Anita Mathieu conheceu o trabalho de Tânia Carvalho na Plataforma das Artes, organizada pelo coreógrafo Rui Horta no Espaço do Tempo, em Montemor-o-Novo, que também dirige. E orgulha-se de poder dizer que foi a partir dos Rencontres que Tânia Carvalho chegou a Berlim e Viena. “É da responsabilidade de um festival revelar nomes, isso dá muito trabalho, mas é vital. Mas não pode ser tudo”, defende-se.

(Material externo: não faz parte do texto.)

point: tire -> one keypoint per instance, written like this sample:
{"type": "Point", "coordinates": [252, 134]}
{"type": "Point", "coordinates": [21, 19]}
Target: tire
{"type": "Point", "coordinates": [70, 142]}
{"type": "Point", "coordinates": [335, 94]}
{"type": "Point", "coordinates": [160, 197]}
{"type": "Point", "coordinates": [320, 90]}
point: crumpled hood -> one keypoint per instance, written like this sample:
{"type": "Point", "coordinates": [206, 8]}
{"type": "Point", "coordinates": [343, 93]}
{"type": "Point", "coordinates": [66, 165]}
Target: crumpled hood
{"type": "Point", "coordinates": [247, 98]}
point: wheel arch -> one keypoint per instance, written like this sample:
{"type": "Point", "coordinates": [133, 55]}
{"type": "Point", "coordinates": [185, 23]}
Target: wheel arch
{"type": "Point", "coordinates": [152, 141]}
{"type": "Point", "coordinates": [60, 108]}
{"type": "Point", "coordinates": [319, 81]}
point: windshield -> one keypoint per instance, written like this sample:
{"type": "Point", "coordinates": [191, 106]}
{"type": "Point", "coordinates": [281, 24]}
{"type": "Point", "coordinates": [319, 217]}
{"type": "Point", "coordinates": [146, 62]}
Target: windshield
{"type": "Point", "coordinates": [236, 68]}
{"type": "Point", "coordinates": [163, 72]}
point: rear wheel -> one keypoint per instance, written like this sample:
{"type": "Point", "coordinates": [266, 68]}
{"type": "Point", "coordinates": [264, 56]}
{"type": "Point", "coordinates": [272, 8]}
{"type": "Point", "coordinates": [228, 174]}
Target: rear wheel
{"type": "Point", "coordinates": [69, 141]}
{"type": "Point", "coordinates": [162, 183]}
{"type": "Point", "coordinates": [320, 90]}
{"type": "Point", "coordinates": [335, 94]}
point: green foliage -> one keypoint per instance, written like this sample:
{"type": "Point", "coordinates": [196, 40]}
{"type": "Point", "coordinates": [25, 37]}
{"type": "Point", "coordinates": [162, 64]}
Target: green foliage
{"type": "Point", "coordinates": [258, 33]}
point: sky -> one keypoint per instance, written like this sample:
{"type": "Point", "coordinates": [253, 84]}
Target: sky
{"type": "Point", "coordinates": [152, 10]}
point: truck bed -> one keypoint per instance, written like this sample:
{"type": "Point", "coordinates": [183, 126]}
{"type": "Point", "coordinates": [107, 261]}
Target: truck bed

“É preciso apoiar os artistas portugueses ou estes correm o risco de desaparecer do mapa internacional”, alerta a directora da plataforma francesa. “Portugal não faz parte das prioridades da generalidade dos programadores, apesar de haver um interesse pelo que se faz”, reconhece. “É preciso recuperar uma dinâmica, e de um modo urgente, que afirme os artistas portugueses na cena europeia, sob perigo de o seu desconhecimento levar a uma irrelevância”, diz. “Essa tem que ser uma das prioridades das instituições portuguesas”, acrescenta, falando dos teatros e dos apoios do Estado. “A defesa dos artistas é da sua responsabilidade”, diz, acreditando que uma estratégia de internacionalização só poderá existir “se existirem condições para que os criadores possam trabalhar no seu país”. E, para isso, “é preciso vontade política”.
Para Tânia Carvalho, que se pudesse “só trabalharia com grandes elencos”, todas estas questões precisam de estar ao largo da criação que tem em braços. Mas é, reconhece, por onde vai passar cada vez mais o futuro da dança portuguesa. “Dentro e fora de portas”, acrescenta Anita Mathieu.